# rod dilemma



## sergeant69 (Sep 24, 2015)

need advice/help w/a rod. i posted the scenario on the Rod Building forum here at 2CoolFishing but will recap here. i built a coupla bass rods and i also put finish on the burnt cork handles which really made em pop. my 96 yr old dad saw em and and basically said YOU built these?? thanks dad. he wants me to build a flyrod for a doctor buddy of his. ****. all he saw was the bling of the handles. i tried explaining the diff. mindsets of fly fishing v.s. bass fishing but he was walking off by then. he wants it to be a suprise so i can't ask the end user. so i checked out several fly fishing outfitters and nary a bling rod did i see. the way i see it is my best alternative is to dress up the handle w/some fancy cork or wood. other options? HELP


----------



## 8weight (Mar 24, 2016)

No clue. Hopefully you'll get some answers in in the Rod Building subforum.


----------



## My Spot (Mar 30, 2012)

Since you don't have a clue as to the fly fishermans preference your just left with making a pretty outfit. One idea for the cork is to put contrasting color cork to dilineate the weight of the rod. Fiberglass rods can be as pretty as any. Blue halo makes nice color blanks. Kabuto blanks make beautiful rods. I think for a fly rodder instead of bling less is more. A white kabuto blank with black guides sitting on the blank with clear thread and epoxy is awesome. I have one and can't fish with it. Afraid to mess it up. You may get some ideas from the FIBERGLASS MANIFESTO. Good luck.


----------



## sergeant69 (Sep 24, 2015)

My Spot said:


> Since you don't have a clue as to the fly fishermans preference your just left with making a pretty outfit. One idea for the cork is to put contrasting color cork to dilineate the weight of the rod. Fiberglass rods can be as pretty as any. Blue halo makes nice color blanks. Kabuto blanks make beautiful rods. I think for a fly rodder instead of bling less is more. A white kabuto blank with black guides sitting on the blank with clear thread and epoxy is awesome. I have one and can't fish with it. Afraid to mess it up. You may get some ideas from the FIBERGLASS MANIFESTO. Good luck.
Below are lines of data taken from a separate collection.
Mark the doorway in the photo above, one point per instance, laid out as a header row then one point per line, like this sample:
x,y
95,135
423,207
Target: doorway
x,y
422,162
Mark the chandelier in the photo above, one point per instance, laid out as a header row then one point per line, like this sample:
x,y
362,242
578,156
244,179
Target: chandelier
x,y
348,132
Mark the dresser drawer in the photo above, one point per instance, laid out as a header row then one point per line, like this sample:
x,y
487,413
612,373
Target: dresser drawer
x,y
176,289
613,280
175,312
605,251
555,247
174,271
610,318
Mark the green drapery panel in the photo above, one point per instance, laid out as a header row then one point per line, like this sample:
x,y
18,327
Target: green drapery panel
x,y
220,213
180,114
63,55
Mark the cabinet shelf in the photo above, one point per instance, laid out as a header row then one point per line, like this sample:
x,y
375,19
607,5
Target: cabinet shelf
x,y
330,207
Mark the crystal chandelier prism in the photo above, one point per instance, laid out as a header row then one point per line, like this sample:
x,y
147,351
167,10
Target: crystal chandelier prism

the white kabuto w/black guides...do you have a pic i can see? or any of the others too? i totally agree that less bling is more to a fly fisherman, and thats my dilemma. all they saw was the bling. the one getting the rod was not in the "they" group.


----------



## karstopo (Jun 29, 2009)

I have a dad that occasionally tries to give me unfunded mandates. I think first you have to know the budget, then proceed from that point. Fiberglass is definitely hot right now. Swifty (epic) rods , Graywolf rods, a builder of swifty blanks is something to check out. Steffen Brothers is another producer of esteemed fiberglass blanks and rods.


----------



## sergeant69 (Sep 24, 2015)

yep. he gave me a budget of $300 and i will never see a penny of it. so if i google swifty rods i will see blanks etc for sale? reason i ask is that i can buy from either good places or bad ones and i know you guys buy from the good ones.


----------



## karstopo (Jun 29, 2009)

sergeant69 said:


> yep. he gave me a budget of $300 and i will never see a penny of it. so if i google swifty rods i will see blanks etc for sale? reason i ask is that i can buy from either good places or bad ones and i know you guys buy from the good ones.
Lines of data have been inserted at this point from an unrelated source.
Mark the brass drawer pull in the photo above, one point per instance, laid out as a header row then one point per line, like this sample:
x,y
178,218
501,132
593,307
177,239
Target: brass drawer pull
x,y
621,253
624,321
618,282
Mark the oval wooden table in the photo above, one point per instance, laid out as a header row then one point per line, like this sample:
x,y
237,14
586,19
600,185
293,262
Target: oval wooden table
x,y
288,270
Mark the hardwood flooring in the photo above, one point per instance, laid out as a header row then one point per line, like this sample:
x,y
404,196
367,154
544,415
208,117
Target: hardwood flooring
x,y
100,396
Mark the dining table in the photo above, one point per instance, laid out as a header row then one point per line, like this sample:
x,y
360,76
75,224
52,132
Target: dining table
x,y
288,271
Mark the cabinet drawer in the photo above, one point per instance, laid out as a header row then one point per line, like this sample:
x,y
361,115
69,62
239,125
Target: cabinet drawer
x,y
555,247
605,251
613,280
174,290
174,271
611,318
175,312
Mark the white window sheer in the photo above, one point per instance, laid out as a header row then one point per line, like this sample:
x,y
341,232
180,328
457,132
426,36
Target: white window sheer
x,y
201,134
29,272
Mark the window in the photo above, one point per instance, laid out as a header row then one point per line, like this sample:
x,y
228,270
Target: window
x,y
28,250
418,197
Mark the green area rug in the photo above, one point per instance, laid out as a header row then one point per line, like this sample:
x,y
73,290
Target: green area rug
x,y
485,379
I think the epic (swifty) might be outside the 300 bones, but blue halo should be well inside.


----------



## karstopo (Jun 29, 2009)

Reddington has a butter stick that I hear good things about. I like the idea of fiberglass. Something retro, but new. I have a Cabelas, 3 actually, fiberglass rods and love them. Fiberglass sweet spot is the lower weights. Let's say your dad's friend has a premium graphite rods or 3. Some Winston boron or whatever. How could he not appreciate a nice build of a beautiful sky blue blue halo blank?


----------



## karstopo (Jun 29, 2009)

http://bluehalostore.com/retroflex-ii-b-5wt-blank/
149 for the blank. Not cheap, have no idea about all the components, your time...


----------



## karstopo (Jun 29, 2009)

http://thefiberglassmanifesto.blogspot.com/p/rod-shops.html?m=1

Lots of different makers in one list


----------



## My Spot (Mar 30, 2012)

http://2coolfishing.com/ttmbforum/images/attach/jpg.gif

I think this is bling enough


----------



## sergeant69 (Sep 24, 2015)

no kidding!!! beautiful! thanks


----------



## sergeant69 (Sep 24, 2015)

my time....priceless. meaning it will be free. 
thanks for the infor. and help. now i have a place to start.


----------



## sergeant69 (Sep 24, 2015)

karstopo said:


> http://bluehalostore.com/retroflex-ii-b-5wt-blank/
> 149 for the blank. Not cheap, have no idea about all the components, your time...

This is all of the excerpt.